SOON: self-optimizing optical networks with machine learning.

As optical networks undergo rapid development, the trade-offs among higher network service capability, and increasing operating expense (OPEX) about operations, administration and maintenance (OAM) become telecom operators' key obstacles. Intelligent and automatic OAM is considered to effectively satisfy service requirements, while dampening OPEX growth. In particular, machine learning (ML) has been investigated as a possible method of replacing human image recognition, nature language processing, automatic drive, and so forth. This is because of its essential feature extraction ability. ML application in optical networks was studied in a preliminary way recently.

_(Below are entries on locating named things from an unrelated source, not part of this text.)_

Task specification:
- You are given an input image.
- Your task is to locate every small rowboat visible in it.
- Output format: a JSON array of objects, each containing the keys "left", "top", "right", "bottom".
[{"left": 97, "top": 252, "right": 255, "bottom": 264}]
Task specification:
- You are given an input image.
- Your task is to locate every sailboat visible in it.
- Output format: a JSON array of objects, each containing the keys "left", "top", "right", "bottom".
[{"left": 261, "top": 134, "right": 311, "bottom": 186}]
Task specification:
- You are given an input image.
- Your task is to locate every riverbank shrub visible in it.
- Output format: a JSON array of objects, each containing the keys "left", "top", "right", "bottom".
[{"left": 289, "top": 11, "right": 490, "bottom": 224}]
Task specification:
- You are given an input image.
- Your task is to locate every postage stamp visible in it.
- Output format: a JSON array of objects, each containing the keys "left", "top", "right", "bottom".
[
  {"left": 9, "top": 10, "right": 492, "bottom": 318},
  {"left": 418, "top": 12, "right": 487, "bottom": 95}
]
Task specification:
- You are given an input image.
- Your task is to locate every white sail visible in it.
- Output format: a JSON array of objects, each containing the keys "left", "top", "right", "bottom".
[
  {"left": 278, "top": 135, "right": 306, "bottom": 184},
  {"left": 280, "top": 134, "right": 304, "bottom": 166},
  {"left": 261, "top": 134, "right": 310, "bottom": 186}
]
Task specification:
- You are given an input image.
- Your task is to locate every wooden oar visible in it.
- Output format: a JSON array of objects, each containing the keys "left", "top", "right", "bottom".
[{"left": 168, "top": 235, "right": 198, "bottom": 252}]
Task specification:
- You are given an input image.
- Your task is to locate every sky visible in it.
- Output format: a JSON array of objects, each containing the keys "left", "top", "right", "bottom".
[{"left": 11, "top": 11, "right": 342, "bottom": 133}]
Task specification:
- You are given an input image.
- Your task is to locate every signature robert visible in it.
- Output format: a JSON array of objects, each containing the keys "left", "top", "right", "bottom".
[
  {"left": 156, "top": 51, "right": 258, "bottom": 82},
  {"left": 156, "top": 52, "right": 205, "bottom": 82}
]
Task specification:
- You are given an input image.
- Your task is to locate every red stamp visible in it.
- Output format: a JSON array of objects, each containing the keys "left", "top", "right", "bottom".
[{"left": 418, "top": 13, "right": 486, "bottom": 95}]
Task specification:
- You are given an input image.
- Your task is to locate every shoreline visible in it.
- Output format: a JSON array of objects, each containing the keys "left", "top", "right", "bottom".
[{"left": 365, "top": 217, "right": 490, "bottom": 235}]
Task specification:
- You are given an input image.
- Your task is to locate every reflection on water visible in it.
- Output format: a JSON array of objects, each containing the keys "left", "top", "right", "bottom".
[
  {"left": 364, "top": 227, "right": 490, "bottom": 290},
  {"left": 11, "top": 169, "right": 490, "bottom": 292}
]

In ML-enabled optical networks, huge data storage and powerful computing resources are required to handle computer-intensive tasks performed in order to analyze features from big data sets. Integration of these two key resources into existing optical network architectures, in order to improve network performance, is an emerging challenge for ML-enabled optical networks. This article proposes a novel optical network architecture, which is based on software-defined networking (SDN), which is also named self-optimizing optical networks (SOON). First, we comb through intelligence development of optical networks, and introduce SOON as an OAM-oriented optical network architecture. Second, we demonstrate four typical applications within SOON, including tidal traffic prediction, alarm prediction, anomaly action detection, and routing and wavelength assignment. Finally, we discuss some open issues.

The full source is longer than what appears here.